The numbers
that have been bandied about is beyond the
comprehension of the average Joe Six-Packs. I
cannot even figure out $500 billion, what more
$500 trillion. Ninety per cent of government
leaders are also unable to figure out the enormity
of the global debt sink-hole.
So, I have accepted the fact that 97 per cent of
Americans will just accept whatever explanations
and excuses thrown at them by President Obama, Fed
Bernanke and Treasury Geithner for bailing out the
banks and failing to prevent the implosion of the
economy by summer of 2009.
Obama inherited the mess created by war criminal
Bush, aided and abetted by Alan Greenspan,
Bernanke and Geithner, so he can be excused for
there is nothing that he can do at this late hour
to change the outcome. But the rest should be
lynched!
In the last two
years, in several articles, I drew your attention
to the fraudulent securities that have been
peddled by the global banks and how they have
caused the present grid-lock in the global
financial system. In essence, these securities –
MBS, CDOs, CLOs, etc. were all fraudulent papers.
Whatever mortgages underlying these papers, were
over-valued and now they have shown to be worth at
the most 10 to 20 cents on the dollar.
There have been suggestions that if all these
papers were to be shredded and the debts written
off, the global banks' balance sheet would be
wiped clean of such toxic assets.

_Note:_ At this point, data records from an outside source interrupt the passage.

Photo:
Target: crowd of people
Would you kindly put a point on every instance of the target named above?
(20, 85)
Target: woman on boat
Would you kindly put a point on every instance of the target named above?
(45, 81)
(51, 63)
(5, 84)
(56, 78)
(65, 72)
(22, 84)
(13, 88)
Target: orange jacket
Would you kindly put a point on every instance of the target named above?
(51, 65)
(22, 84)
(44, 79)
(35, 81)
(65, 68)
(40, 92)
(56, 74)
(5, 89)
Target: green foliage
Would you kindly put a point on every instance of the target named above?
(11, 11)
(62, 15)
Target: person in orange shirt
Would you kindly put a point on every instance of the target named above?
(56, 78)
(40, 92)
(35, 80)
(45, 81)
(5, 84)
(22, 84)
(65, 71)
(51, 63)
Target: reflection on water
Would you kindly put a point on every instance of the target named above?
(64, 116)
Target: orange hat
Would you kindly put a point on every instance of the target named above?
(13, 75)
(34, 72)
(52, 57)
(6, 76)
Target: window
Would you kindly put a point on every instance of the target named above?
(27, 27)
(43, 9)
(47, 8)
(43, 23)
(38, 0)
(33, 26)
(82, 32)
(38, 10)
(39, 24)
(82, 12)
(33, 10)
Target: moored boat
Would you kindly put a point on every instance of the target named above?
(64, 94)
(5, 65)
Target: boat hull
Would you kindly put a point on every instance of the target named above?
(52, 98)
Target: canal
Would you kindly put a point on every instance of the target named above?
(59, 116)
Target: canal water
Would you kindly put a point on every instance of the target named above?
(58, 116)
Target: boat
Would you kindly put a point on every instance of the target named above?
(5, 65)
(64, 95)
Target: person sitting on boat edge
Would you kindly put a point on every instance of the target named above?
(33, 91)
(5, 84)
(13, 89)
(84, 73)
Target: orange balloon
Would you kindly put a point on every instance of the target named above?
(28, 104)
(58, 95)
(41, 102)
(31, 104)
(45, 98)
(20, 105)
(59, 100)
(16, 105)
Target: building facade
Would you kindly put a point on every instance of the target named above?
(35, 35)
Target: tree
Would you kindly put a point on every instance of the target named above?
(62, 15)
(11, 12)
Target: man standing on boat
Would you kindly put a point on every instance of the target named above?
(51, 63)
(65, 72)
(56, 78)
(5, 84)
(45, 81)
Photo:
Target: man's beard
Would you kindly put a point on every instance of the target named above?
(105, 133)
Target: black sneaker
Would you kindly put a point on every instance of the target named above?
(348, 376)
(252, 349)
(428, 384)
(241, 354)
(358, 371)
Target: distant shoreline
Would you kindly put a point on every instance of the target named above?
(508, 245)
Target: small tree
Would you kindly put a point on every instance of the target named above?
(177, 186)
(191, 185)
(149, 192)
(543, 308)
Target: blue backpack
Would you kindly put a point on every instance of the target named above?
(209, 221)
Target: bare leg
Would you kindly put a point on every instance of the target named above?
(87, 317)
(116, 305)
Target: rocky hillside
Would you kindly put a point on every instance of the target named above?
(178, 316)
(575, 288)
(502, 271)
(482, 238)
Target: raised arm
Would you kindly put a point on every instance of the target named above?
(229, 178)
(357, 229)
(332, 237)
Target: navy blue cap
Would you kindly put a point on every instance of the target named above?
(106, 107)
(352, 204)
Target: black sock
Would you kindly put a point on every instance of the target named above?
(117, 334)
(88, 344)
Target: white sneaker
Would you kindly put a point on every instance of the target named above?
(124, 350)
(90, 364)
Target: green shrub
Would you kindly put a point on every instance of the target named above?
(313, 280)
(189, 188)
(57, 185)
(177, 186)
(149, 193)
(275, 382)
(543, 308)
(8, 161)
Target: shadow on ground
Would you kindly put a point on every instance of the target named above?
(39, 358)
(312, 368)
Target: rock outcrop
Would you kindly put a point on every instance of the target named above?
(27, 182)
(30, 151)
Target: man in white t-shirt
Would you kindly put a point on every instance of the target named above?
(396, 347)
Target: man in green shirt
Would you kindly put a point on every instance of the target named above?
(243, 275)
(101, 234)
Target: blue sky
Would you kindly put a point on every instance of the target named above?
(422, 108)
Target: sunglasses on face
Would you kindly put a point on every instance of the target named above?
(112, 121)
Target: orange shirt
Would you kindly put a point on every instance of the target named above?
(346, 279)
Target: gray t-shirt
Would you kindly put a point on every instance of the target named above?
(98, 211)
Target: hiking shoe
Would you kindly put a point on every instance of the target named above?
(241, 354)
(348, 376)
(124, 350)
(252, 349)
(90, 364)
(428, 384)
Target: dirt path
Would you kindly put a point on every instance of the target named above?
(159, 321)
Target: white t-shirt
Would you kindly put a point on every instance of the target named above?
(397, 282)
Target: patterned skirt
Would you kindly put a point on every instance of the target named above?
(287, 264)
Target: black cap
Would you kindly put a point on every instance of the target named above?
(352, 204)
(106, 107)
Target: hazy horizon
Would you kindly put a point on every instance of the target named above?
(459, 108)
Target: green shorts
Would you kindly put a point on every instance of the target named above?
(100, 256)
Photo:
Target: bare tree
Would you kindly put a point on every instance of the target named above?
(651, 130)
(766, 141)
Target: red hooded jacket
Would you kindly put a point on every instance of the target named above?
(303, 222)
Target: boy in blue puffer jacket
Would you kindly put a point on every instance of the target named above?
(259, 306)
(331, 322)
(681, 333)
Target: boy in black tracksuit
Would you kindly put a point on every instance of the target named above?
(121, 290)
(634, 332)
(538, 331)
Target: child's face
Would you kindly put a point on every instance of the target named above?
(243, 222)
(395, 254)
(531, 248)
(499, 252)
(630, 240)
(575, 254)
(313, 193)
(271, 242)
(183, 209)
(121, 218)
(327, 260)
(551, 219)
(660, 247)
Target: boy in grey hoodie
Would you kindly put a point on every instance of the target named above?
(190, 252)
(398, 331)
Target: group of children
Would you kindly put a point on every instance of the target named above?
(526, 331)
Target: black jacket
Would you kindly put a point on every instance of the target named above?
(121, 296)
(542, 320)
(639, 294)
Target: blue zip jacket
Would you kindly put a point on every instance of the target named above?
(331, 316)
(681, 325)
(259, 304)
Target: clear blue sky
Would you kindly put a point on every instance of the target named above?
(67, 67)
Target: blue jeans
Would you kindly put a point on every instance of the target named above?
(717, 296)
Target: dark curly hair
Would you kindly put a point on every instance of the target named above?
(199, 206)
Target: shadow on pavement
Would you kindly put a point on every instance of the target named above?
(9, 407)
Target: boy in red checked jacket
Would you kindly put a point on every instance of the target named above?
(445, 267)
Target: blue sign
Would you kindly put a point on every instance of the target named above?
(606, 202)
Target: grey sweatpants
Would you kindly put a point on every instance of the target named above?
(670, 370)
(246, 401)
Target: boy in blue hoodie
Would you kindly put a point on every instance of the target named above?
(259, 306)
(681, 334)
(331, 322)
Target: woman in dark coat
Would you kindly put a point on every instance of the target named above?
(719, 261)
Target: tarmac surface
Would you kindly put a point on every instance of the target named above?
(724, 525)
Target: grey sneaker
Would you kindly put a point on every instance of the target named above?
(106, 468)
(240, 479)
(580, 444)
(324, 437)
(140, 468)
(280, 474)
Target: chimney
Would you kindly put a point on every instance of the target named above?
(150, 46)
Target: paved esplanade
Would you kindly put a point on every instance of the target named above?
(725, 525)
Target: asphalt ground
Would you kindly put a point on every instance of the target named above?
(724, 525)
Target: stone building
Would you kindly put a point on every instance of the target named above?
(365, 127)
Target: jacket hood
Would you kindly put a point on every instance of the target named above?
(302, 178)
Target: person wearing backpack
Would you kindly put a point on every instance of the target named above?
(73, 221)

In the result
the economy would restart and the good old days of
cheap credit and unrestrained consumption would
usher another boom!
This is a fairy tale.
In the old days, when the hoodlums want to kill
someone and have him disappear for good, they
would tie his legs together and attach the rope to
a heavy object or an anchor and throw the poor
fellow into the bottom of the lake or sea, never
to be seen again. A small weight, say 10 kg is
more than enough to drag the body to the bottom!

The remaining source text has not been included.